Nonimmune hydrops. All fetuses found to have NIH should be evaluated with fetal echocardiography. Structural heart disease in fetuses with NIH is usually indicative of a poor prognosis for survival, but when rhythm disturbances/arrhythmias are detected in association with NIH, there is sometimes an option for prenatal treatment.

Fetal arrhythmias. An irregular heartbeat is usually not a problem, but tachycardia and especially bradycardia are associated with an increased risk of CHD. There may be structural heart defects in as many as half of fetuses with fixed bradycardia (i.e., baseline heart rate less than 100). In general, it is best that all arrhythmias are examined; it is just too hard to tell them apart by auscultation alone.

Nuchal translucency. Numerous studies have shown that elevated first-trimester nuchal translucency (NT) increases the risk of major congenital heart defects in chromosomally normal fetuses, and that risk increases with increasing NT measurement.

In a large prospective multicenter study conducted by the National Institute of Child Health and Human Development, for instance, investigators identified 21 cases of major congenital heart defects in 8,167 chromosomally normal pregnancies. They reported that the incidence of CHD per 1,000 pregnancies rose from 1.9 with an NT measurement of less than 2.0 mm, to 4.8 with an NT measurement of 2.0–2.4 mm, to 6.0 with an NT measurement of 2.5–3.4 mm, to 23 of every 1,000 pregnancies with an NT measurement of 3.5 mm or greater (Am. J. Obstet. Gynecol. 2005;192:1357–61).

If the NT is greater than 3.5 mm, measured by a qualified sonographer or sonologist at 11–14 weeks as part of an aneuploidy risk assessment scan, the patient should be referred for fetal echocardiography.

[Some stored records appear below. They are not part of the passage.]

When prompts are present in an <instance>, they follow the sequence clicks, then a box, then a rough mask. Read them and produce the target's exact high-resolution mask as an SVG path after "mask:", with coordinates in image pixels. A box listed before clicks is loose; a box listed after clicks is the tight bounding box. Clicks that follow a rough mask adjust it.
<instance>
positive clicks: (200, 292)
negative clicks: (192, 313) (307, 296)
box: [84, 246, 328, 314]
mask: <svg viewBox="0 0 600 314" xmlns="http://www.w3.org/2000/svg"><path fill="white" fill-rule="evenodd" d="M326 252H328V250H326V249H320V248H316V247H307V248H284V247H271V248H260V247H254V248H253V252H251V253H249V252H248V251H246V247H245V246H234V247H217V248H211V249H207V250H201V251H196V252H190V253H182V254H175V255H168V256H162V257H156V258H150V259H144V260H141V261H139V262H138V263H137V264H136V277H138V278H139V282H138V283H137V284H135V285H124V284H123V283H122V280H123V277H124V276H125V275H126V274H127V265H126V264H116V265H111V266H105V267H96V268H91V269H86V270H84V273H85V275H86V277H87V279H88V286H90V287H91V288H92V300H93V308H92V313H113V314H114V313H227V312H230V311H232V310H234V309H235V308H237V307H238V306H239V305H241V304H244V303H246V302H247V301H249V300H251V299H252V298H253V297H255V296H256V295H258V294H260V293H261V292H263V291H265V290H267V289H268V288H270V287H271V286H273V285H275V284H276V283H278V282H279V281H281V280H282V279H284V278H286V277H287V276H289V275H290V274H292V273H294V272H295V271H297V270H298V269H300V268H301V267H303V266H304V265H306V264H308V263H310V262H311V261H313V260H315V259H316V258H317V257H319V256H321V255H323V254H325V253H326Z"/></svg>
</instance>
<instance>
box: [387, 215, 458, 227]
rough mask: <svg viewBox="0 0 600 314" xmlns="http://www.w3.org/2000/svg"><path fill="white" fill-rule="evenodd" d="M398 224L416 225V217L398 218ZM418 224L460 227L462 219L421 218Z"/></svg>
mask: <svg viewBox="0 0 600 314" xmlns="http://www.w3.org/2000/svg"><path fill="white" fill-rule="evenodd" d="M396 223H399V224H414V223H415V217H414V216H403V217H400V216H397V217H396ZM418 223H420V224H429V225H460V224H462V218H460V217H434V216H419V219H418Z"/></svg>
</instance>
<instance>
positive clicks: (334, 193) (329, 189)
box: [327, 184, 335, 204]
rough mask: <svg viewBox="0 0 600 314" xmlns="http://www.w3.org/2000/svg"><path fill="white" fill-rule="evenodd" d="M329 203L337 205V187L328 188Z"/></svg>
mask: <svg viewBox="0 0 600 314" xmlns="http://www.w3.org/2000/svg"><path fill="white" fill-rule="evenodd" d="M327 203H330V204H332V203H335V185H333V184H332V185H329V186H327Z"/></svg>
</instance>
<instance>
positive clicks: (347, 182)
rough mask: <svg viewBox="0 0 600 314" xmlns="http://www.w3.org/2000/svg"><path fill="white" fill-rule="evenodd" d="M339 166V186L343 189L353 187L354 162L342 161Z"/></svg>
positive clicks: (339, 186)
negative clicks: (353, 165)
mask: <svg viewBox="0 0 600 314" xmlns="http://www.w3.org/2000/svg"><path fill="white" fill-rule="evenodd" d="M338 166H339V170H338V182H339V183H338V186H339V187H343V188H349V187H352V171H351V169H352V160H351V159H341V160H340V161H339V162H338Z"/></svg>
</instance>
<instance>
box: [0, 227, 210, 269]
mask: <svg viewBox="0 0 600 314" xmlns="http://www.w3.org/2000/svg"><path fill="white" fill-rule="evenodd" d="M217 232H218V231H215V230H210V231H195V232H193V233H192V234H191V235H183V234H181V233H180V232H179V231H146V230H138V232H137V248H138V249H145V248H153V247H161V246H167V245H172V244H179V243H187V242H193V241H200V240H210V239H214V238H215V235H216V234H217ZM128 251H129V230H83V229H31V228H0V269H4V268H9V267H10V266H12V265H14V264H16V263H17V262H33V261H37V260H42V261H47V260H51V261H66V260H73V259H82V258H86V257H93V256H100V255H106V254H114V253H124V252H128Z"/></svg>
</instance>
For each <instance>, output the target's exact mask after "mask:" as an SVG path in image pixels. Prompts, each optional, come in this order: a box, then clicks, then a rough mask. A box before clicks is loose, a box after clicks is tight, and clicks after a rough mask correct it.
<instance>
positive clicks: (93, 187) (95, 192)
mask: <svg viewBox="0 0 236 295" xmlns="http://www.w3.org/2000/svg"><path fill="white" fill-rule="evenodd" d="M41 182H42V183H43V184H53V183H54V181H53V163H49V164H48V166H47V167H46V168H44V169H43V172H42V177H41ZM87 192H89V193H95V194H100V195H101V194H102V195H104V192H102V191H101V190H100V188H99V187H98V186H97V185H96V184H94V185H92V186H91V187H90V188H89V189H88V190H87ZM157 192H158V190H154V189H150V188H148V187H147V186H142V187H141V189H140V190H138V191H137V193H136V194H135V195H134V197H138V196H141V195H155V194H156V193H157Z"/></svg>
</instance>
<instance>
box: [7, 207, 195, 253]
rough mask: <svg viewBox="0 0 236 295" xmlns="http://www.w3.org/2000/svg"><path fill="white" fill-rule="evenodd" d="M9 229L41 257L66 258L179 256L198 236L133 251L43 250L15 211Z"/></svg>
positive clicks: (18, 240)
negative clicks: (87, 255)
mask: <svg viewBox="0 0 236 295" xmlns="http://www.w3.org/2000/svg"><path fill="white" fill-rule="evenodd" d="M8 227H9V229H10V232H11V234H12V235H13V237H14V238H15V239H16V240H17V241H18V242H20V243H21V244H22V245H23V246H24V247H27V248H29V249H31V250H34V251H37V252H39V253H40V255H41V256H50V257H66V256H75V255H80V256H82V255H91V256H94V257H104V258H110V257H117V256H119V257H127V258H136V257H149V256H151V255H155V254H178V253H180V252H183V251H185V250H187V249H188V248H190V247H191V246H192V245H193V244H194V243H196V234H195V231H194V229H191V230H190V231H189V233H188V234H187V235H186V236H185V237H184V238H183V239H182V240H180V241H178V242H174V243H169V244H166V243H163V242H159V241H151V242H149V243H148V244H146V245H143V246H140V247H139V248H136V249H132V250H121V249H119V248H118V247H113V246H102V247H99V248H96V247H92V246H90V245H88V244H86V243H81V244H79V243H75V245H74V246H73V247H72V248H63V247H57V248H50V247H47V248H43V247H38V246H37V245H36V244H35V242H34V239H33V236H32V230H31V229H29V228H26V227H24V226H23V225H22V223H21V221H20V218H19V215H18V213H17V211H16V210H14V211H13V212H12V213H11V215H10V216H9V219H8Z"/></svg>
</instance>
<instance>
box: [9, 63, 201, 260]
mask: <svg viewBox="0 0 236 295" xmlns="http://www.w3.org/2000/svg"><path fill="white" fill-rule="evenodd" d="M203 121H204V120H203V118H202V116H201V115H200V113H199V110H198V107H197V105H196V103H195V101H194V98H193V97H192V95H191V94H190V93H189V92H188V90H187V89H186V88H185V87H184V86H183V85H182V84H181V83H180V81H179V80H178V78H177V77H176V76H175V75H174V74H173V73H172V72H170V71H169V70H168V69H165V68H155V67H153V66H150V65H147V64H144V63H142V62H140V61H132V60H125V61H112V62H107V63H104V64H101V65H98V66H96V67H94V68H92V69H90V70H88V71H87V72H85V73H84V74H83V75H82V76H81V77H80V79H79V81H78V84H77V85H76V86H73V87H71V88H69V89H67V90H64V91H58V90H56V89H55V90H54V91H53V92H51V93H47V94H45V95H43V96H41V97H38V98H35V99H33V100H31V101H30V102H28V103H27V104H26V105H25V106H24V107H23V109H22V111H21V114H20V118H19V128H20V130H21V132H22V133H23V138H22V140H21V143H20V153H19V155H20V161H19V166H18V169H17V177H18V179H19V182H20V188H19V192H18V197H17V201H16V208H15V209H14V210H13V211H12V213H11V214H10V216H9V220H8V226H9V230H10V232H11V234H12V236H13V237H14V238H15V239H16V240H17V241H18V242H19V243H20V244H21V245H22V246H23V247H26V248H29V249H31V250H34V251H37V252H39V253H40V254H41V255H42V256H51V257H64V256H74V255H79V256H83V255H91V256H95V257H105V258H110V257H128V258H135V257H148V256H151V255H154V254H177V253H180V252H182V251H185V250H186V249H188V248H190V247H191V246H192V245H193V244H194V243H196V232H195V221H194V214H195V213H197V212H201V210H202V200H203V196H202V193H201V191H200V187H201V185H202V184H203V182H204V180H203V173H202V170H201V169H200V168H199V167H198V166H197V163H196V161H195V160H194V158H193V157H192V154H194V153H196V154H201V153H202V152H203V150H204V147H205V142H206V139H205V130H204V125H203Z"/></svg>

In vitro fertilization. We recently investigated the prevalence of congenital heart defects among IVF pregnancies at our referral program at Yale, and found that children conceived through IVF were 3–12 times as likely to have CHD as was the general population (J. Ultrasound Med. 2010;29:917-22).

Similar data have come from Australia and Europe, with reported odds ratios for IVF versus natural conception of 3–4. I tell patients, therefore, that it's not just one place or one study suggesting risk. Indeed, it's a meaningful risk factor.

Monochorionic twins. In a systemic literature review we conducted several years ago that included 40 fetuses with CHDs among 830 fetuses from monochorionic/diamniotic twin gestations, the rate of CHDs in these twin gestations was significantly higher than the prevalence rate of CHDs in the general population (J. Ultrasound Med. 2007;26:1491-8).